Parametrized type annotations are broken for polars DataFrameModels
r-bar opened this issue · comments
Description
Pandera DataFrameModels do not support parameterized types for polars, while DataFrameSchemas do.
- I have checked that this issue has not already been reported.
- I have confirmed this bug exists on the latest version of pandera.
- (optional) I have confirmed this bug exists on the master branch of pandera.
Example
Here is an example of a working DataFrameSchema and several variations of broken DataFrameModels.
from typing import Annotated
import pandera.polars as pa
import polars as pl
from pandera.typing import Series
from pandera.errors import SchemaInitError
df = pl.DataFrame({
"id": [1, 2, 3],
"lists": [["a"], ["a", "b"], ["a", "b", "c"]],
})
# works!
schema = pa.DataFrameSchema(
columns={
"id": pa.Column(int),
"lists": pa.Column(list[str]),
}
)
schema.validate(df)
print("DataFrameSchema validation passed")
class Lists(pa.DataFrameModel):
"""Most basic, expected form given the working schema above."""
id: int
lists: list[str]
try:
Lists.validate(df)
except SchemaInitError as e:
print("\nLists validation failed")
print(e)
else:
print("\nLists validation passed")
class ListsSeries(pa.DataFrameModel):
"""Using series as a wrapper around basic data types like the id column here
will not work. Examples of this appear in the pandera documentation.
https://pandera.readthedocs.io/en/latest/dataframe_models.html#dtype-aliases
"""
id: Series[int]
lists: Series[list[str]]
try:
ListsSeries.validate(df)
except SchemaInitError as e:
print("\nListsSeries validation failed")
print(e)
else:
print("\nListsSeries validation passed")
class AlternateListsSeries(pa.DataFrameModel):
"""Demonstrating using Series as a type wrapper around only lists to avoid
the initialization error on id."""
id: int
lists: Series[list[str]]
try:
AlternateListsSeries.validate(df)
except SchemaInitError as e:
print("\nAlternateListsSeries validation failed")
print(e)
else:
print("\nAlternateListsSeries validation passed")
class ListsAnnotated(pa.DataFrameModel):
"""Parameterized form using Annotated as suggested at
https://pandera.readthedocs.io/en/latest/polars.html#nested-types
"""
id: int
lists: Series[Annotated[list, str]]
try:
ListsAnnotated.validate(df)
except TypeError as e:
print("\nListsAnnotated validation failed")
print(e)
else:
print("\nListsAnnotated validation passed")
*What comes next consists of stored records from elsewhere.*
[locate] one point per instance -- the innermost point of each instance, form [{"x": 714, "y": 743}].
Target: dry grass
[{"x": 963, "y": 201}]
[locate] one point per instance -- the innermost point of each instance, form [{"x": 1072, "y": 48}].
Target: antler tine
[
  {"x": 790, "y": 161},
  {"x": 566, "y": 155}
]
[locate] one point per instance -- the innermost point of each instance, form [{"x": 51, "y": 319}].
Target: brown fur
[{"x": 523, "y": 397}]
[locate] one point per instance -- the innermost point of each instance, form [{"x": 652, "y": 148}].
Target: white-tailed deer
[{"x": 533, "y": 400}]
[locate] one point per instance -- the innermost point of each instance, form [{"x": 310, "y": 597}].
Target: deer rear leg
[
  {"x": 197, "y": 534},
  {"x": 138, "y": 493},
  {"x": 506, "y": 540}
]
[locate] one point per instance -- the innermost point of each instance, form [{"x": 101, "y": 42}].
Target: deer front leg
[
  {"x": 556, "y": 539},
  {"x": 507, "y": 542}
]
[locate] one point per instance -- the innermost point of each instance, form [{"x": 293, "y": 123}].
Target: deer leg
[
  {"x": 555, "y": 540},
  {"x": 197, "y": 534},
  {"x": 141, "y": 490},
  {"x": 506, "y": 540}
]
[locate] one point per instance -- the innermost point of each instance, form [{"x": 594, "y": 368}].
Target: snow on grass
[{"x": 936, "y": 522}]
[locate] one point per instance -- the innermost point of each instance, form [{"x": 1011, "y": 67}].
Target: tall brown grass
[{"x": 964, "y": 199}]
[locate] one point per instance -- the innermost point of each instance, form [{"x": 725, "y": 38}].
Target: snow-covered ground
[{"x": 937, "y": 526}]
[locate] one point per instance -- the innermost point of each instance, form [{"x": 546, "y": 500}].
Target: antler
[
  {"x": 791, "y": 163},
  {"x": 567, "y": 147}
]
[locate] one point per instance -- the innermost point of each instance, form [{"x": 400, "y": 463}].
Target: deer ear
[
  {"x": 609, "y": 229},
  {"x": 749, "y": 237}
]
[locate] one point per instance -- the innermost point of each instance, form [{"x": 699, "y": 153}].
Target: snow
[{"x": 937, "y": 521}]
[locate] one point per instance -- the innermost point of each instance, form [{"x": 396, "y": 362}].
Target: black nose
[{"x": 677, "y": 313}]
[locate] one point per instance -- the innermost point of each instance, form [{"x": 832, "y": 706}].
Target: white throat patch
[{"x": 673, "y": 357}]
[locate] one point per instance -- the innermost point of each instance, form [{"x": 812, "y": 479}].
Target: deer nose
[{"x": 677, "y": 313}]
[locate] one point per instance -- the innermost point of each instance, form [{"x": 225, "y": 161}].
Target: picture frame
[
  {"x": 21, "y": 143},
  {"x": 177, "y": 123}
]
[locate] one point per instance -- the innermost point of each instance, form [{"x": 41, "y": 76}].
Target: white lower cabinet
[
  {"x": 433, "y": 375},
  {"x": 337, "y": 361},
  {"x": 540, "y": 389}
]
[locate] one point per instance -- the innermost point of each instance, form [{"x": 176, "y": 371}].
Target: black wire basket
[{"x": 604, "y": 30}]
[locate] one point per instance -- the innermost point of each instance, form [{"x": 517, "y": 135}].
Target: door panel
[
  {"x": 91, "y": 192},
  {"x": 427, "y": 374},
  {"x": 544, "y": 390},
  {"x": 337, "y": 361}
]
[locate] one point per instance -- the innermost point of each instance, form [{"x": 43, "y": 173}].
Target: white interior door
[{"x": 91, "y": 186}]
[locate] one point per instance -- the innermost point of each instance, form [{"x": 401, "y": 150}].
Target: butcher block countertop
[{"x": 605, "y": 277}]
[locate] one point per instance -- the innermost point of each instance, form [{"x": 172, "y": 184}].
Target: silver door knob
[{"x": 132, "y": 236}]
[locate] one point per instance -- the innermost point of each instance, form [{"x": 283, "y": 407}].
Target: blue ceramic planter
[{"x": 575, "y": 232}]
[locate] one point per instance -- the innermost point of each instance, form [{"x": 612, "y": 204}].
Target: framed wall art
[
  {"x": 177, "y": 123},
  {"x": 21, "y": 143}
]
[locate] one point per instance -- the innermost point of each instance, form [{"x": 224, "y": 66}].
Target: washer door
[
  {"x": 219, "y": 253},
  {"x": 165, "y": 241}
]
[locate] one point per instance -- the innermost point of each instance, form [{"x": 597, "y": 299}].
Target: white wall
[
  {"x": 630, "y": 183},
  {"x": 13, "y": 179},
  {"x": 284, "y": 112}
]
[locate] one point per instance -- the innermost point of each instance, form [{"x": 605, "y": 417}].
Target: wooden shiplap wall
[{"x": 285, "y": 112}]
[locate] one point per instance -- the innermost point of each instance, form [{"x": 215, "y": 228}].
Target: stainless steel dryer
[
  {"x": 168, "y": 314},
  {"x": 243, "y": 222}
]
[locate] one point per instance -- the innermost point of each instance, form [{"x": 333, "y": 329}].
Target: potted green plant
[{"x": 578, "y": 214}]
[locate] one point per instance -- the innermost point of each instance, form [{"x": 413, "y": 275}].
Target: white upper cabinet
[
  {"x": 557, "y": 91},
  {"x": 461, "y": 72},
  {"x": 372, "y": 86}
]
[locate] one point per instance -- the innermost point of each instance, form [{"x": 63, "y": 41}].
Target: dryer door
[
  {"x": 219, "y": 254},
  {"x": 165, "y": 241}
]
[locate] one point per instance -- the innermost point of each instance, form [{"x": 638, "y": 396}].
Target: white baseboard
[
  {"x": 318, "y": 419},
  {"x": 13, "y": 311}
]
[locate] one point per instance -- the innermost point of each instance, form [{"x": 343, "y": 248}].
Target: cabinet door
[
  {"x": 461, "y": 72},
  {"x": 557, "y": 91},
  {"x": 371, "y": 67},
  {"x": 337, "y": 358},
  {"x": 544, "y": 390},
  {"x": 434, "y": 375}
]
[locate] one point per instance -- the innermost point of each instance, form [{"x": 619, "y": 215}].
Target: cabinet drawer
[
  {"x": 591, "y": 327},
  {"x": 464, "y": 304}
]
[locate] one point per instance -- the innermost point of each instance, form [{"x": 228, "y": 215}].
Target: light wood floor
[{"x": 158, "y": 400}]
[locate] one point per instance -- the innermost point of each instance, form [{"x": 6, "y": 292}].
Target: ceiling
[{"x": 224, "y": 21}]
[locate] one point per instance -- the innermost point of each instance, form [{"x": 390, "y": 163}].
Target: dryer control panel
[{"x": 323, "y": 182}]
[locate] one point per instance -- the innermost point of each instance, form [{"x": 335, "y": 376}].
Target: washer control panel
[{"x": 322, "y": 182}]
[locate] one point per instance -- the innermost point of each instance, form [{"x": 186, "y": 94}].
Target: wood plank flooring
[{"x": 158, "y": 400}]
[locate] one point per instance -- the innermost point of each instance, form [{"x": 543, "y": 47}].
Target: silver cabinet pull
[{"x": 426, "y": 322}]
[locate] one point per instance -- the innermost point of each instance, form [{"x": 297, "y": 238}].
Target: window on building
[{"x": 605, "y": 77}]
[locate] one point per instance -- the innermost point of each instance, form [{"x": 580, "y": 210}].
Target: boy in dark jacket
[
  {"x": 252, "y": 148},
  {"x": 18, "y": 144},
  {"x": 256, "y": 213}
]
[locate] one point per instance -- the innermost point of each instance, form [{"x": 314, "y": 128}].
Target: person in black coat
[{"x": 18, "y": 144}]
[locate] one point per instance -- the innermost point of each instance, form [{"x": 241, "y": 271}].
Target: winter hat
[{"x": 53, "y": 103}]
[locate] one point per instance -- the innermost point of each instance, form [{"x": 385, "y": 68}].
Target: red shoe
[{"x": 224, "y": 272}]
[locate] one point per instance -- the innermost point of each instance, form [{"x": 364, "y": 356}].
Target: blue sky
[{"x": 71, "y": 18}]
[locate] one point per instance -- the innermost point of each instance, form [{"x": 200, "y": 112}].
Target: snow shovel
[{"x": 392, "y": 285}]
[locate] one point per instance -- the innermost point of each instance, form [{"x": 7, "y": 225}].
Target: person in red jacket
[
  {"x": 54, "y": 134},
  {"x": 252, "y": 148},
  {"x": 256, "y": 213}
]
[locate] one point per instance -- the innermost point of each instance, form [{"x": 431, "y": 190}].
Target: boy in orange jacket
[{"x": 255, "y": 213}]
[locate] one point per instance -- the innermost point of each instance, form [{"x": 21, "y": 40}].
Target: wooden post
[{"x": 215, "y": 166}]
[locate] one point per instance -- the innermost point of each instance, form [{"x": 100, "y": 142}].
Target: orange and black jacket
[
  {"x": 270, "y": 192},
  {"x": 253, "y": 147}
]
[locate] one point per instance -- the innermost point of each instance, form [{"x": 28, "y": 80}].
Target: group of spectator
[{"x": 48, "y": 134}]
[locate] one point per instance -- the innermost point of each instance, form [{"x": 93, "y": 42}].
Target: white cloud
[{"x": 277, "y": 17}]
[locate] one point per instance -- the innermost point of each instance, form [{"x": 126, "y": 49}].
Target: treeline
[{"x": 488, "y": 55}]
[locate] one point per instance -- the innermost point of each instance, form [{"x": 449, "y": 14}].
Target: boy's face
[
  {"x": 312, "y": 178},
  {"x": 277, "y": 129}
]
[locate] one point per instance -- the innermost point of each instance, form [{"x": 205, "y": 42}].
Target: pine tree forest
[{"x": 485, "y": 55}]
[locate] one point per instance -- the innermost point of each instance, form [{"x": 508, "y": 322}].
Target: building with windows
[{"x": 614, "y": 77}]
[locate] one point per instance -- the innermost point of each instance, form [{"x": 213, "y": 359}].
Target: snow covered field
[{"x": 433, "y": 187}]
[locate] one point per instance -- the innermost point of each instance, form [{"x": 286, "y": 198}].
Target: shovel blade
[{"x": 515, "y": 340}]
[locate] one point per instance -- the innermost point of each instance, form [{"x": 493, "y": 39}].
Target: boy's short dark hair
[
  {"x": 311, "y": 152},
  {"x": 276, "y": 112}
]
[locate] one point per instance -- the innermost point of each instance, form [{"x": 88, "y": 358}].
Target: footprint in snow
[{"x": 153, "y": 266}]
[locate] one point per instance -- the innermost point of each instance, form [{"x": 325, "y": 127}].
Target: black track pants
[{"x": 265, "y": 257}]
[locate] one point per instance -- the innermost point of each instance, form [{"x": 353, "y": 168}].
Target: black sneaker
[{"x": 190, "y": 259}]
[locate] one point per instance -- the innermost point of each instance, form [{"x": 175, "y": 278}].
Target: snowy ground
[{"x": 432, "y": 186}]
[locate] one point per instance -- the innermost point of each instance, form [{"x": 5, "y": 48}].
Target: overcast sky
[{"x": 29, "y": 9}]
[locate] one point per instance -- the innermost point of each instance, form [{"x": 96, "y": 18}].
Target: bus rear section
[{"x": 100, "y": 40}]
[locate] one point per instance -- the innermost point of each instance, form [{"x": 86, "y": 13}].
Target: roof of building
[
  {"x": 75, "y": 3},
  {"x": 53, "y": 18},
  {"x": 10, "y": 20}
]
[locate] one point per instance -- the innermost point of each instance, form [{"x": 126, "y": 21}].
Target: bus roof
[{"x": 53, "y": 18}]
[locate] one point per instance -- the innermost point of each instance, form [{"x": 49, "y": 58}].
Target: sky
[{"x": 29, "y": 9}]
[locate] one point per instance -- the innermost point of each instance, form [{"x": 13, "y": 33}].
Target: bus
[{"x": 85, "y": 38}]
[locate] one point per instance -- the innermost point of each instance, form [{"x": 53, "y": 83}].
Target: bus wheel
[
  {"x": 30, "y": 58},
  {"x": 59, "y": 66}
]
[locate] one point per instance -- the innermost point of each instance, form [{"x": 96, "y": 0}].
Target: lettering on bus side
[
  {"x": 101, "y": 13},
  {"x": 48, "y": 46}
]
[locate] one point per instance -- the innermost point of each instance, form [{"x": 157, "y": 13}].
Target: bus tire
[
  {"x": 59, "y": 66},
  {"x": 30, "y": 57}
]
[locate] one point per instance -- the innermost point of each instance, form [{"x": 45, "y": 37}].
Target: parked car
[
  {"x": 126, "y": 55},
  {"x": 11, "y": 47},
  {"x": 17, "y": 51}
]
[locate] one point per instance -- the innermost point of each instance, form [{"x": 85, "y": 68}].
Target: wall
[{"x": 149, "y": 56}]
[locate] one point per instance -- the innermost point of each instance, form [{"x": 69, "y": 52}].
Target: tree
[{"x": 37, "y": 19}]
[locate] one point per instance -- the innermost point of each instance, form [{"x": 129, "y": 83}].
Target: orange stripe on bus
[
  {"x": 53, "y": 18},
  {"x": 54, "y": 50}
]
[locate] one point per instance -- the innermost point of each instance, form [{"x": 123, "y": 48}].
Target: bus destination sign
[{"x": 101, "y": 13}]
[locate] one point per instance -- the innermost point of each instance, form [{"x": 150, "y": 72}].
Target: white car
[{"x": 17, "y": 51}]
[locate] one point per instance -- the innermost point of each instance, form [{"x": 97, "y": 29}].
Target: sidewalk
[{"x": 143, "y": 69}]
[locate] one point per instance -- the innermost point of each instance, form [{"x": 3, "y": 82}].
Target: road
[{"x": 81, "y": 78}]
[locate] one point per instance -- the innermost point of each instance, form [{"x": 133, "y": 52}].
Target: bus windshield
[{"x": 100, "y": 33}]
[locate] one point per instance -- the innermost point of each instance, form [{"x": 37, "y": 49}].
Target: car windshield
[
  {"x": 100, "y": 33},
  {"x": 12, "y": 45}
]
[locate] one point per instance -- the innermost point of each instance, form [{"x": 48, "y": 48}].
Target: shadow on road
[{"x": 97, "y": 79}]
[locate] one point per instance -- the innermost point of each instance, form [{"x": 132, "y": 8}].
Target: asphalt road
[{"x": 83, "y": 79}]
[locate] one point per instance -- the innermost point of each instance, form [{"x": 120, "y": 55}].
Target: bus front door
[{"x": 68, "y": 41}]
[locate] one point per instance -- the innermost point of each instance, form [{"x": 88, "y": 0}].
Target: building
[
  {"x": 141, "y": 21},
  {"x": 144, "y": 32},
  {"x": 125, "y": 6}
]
class ListsAnnotatedStr(pa.DataFrameModel):
"""Alternate parameterized form using Annotated as seen in the examples here:
https://pandera.readthedocs.io/en/latest/dataframe_models.html#annotated
"""
id: int
lists: Series[Annotated[list, "str"]]
try:
ListsAnnotatedStr.validate(df)
except TypeError as e:
print("\nListsAnnotatedStr validation failed")
print(e)
else:
print("\nListsAnnotatedStr validation passed")
When run with the following python / library versions:
- python==3.11.9
- polars==0.20.19
- pandera[polars]==0.19.0b1
the above script produces:
DataFrameSchema validation passed
Lists validation failed
Invalid annotation 'lists: list[str]'
ListsSeries validation failed
Invalid annotation 'id: pandera.typing.pandas.Series[int]'
AlternateListsSeries validation failed
Invalid annotation 'lists: pandera.typing.pandas.Series[list[str]]'
ListsAnnotated validation failed
Annotation 'Annotated' requires all positional arguments ['args', 'kwargs'].
ListsAnnotatedStr validation failed
Annotation 'Annotated' requires all positional arguments ['args', 'kwargs'].
Expected behavior
I would expect any column types that are valid to pass to DataFrameSchema's constructor to also be valid as annotations for DataFrameModel.
Desktop (please complete the following information):
- OS: MacOS 14.4.1 (M2 Max)
- Browser: Chrome
- Version: 0.19.0b1
Thanks for reporting this @r-bar FYI Series[Type]
annotations is currently not supported in the polars API, see #1588 and ongoing discussion here: #1594.
Looking into this, planning on supporting:
class Lists(pa.DataFrameModel):
"""Most basic, expected form given the working schema above."""
id: int
lists: list[str]